There was a bit of cheating and wonkiness, but trust us - no more than usual.
It's not that I can't believe Trump lost fair and square. It's that I have no reason to trust that claim from people who regularly lied (or insinuated falsehoods) to me repeatedly in the run-up to his ousting. I can't expect then be honest about praising Nazis, I can't expect them to be honest about Russian collusion, I can't even expect them to be honest about feedish fish in Japan. But I'm supposed to buy the narrative that everything wasn't just above-board for the 2020 election, but even so much better than historical standards, no ifs or buts. That is until these conversations play out, and that S-ranked election integrity gets downgraded - but don't worry, not downgraded enough to suggest anything was questionable.
FWIW I think you're being super reasonable in your demands for evidence. And it's highly probable that that the general Right's refusal to concede this matter is a product of their pattern recognitions producing an error. Just because they were lied to about 10 other things doesn't mean media and political organs aren't telling the truth about lack of evidence for fraud and shenanigans. Unfortunately, when they all decided to sacrifice their integrity and honesty, they took my charity with it. I don't think this is a reactionary position, but an informed one.
Who cares any more, any way. As if anybody at this stage is going to change their mind based on the verdict of some tribunal or investigative body. The ship of legitimacy sunk well before all of this, and I can't believe anybody thinks it can be restored with some official paperwork. What awful stewards our leaders are, for putting us in this position
It’s not “trust us”
It’s “where’s the evidence to confirm the suspicions”
There was intense scrutiny of this election. Plots leave evidence. Extraordinary claims were made.
You can ignore the narrative and simply examine the cases.
Pattern recognition is great until it becomes immune to counter evidence or ceases to even require supporting evidence.
I get the same feeling and employ nearly the same responses when I deal with the right on elections or the left on systemic racism. So much smoke, so little fire.
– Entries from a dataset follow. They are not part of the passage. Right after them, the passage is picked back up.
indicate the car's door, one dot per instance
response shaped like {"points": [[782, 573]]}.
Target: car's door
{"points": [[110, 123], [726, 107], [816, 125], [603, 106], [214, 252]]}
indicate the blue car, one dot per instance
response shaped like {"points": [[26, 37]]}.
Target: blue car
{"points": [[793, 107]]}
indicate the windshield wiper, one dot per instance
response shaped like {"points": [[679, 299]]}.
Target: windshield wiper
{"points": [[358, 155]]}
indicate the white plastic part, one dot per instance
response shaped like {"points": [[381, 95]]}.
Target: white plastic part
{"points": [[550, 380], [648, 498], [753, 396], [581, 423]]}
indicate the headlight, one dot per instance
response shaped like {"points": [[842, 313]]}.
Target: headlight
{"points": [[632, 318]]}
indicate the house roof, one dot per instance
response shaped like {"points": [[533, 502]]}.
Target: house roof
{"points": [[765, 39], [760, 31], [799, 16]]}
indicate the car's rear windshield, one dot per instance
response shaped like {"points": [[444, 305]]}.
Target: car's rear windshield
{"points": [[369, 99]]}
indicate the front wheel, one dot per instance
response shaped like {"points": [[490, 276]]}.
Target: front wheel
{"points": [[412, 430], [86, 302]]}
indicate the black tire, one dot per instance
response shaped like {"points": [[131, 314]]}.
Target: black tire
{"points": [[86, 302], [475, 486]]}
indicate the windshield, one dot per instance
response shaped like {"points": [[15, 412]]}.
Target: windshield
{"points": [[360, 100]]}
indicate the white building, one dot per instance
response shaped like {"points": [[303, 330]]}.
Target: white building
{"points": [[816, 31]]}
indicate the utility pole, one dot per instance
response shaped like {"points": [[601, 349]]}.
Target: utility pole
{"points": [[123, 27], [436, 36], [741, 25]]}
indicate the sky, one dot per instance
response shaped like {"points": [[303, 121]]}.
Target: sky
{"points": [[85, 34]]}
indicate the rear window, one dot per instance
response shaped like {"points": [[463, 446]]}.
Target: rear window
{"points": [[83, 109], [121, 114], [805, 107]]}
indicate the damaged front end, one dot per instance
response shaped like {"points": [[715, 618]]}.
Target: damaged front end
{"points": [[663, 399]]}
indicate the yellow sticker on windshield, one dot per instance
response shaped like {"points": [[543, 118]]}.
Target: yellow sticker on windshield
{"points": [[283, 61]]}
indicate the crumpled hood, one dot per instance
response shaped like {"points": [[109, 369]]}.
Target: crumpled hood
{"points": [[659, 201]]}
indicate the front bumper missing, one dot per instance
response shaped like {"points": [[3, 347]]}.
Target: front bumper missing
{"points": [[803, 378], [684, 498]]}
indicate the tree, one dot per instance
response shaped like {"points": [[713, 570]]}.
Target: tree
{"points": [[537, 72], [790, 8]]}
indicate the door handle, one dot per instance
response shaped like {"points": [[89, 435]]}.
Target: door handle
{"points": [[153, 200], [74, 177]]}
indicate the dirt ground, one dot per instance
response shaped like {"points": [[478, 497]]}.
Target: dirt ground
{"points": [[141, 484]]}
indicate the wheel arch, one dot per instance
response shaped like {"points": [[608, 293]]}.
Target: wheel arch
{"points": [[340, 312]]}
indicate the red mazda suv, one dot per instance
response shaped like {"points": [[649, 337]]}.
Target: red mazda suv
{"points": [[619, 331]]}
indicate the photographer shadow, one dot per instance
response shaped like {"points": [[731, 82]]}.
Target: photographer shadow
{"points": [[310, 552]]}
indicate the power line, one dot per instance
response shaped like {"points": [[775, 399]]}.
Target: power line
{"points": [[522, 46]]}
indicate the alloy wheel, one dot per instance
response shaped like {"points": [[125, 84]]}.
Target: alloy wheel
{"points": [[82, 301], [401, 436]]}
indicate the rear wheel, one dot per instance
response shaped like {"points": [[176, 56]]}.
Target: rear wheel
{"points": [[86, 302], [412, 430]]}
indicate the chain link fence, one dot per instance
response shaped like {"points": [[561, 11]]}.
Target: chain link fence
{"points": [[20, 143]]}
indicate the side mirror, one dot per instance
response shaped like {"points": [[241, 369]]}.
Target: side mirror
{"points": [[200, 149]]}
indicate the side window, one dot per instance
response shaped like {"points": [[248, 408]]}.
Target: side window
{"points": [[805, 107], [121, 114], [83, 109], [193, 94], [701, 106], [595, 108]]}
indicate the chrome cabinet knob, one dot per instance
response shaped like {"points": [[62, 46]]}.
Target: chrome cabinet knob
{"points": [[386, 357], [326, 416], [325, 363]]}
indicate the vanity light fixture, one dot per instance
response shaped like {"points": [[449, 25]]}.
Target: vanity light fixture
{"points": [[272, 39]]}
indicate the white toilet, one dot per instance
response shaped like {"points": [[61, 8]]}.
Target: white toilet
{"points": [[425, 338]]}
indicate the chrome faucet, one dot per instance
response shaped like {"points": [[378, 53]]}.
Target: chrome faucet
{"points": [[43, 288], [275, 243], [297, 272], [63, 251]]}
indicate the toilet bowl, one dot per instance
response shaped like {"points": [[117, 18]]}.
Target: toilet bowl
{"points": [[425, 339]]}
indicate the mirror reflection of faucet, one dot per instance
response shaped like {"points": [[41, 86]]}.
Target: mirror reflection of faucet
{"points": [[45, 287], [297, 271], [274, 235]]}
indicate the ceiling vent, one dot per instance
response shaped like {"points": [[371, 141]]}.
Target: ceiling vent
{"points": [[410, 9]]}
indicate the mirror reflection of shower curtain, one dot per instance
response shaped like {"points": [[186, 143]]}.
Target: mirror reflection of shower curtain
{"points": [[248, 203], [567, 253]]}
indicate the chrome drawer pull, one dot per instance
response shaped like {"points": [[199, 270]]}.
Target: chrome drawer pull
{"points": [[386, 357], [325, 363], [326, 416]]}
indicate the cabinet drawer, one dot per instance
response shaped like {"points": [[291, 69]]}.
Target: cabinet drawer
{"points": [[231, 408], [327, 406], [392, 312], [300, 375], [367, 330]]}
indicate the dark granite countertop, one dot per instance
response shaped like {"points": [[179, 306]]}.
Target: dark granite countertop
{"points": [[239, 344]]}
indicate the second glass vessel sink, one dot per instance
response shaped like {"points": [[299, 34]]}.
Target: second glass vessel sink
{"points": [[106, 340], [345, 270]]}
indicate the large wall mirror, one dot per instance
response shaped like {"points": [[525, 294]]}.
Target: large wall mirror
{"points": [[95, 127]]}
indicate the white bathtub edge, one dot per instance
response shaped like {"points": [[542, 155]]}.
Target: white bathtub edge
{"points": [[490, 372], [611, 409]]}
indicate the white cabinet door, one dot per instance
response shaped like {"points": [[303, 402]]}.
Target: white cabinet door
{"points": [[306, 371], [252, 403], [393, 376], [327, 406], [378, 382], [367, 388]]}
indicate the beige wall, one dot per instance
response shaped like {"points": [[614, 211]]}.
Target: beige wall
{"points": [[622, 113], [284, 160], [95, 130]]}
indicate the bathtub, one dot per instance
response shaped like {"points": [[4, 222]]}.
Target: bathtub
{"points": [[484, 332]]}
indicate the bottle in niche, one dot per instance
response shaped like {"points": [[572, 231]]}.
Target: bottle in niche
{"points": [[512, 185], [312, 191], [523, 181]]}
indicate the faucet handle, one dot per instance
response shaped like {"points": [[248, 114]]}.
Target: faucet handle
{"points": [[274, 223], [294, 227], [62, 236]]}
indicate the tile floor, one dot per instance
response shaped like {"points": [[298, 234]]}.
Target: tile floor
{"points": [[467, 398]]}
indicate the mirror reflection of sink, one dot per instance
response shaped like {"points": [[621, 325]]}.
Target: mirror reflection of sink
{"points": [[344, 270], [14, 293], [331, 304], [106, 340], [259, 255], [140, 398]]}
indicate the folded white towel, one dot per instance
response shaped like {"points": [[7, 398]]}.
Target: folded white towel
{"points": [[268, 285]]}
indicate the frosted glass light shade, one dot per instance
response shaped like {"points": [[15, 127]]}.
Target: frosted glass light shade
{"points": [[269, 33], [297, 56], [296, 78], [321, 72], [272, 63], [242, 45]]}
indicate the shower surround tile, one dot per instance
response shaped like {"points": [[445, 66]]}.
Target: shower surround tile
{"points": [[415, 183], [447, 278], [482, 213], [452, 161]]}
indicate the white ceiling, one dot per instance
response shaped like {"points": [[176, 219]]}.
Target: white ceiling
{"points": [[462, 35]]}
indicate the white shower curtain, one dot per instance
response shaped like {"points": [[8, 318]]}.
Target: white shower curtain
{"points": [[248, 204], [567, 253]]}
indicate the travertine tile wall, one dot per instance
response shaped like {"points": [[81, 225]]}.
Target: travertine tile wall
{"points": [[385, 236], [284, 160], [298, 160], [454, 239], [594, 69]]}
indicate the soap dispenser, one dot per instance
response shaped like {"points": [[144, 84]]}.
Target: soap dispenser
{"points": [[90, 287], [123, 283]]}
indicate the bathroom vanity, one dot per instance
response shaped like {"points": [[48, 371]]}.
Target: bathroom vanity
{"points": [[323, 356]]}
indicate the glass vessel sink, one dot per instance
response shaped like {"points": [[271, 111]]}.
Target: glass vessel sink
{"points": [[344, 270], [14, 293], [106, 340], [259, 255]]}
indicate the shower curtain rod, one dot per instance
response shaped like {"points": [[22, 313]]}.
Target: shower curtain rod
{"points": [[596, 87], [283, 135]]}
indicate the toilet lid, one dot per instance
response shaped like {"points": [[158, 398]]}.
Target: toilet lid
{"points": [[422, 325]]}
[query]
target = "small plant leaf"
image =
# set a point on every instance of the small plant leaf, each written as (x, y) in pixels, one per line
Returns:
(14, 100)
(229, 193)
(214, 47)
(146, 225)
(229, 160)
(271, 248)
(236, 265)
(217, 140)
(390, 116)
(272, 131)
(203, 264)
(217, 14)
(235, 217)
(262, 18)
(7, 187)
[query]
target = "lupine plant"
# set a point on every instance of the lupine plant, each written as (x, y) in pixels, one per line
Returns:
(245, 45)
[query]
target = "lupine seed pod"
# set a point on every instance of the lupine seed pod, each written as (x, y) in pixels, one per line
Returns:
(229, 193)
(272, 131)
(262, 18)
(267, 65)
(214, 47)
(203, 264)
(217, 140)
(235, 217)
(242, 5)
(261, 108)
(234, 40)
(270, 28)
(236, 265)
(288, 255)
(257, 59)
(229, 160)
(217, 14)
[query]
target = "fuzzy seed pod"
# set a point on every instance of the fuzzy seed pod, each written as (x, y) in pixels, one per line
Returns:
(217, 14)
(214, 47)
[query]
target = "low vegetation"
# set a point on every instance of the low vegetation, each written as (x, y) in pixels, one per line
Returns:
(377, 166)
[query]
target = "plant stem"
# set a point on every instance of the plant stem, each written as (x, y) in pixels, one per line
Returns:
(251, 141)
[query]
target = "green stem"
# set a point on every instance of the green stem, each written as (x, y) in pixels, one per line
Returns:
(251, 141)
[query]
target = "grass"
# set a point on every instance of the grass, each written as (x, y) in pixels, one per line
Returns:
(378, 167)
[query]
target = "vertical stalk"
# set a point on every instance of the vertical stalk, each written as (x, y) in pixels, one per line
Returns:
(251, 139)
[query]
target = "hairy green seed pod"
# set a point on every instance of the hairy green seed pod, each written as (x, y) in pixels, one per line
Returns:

With Russiagate, there was a lot of smoke and some actual fires, just not any fire that matched the level of rhetoric about Trump himself. So the left was wrong to overhype it as a bonfire, but the right is wrong to pretend that the level of coziness Trump officials and associates had with certain Russians was unprecedented, inappropriate, and in some cases illegal. Republicans used to recognize the threat from Russia and I miss those days.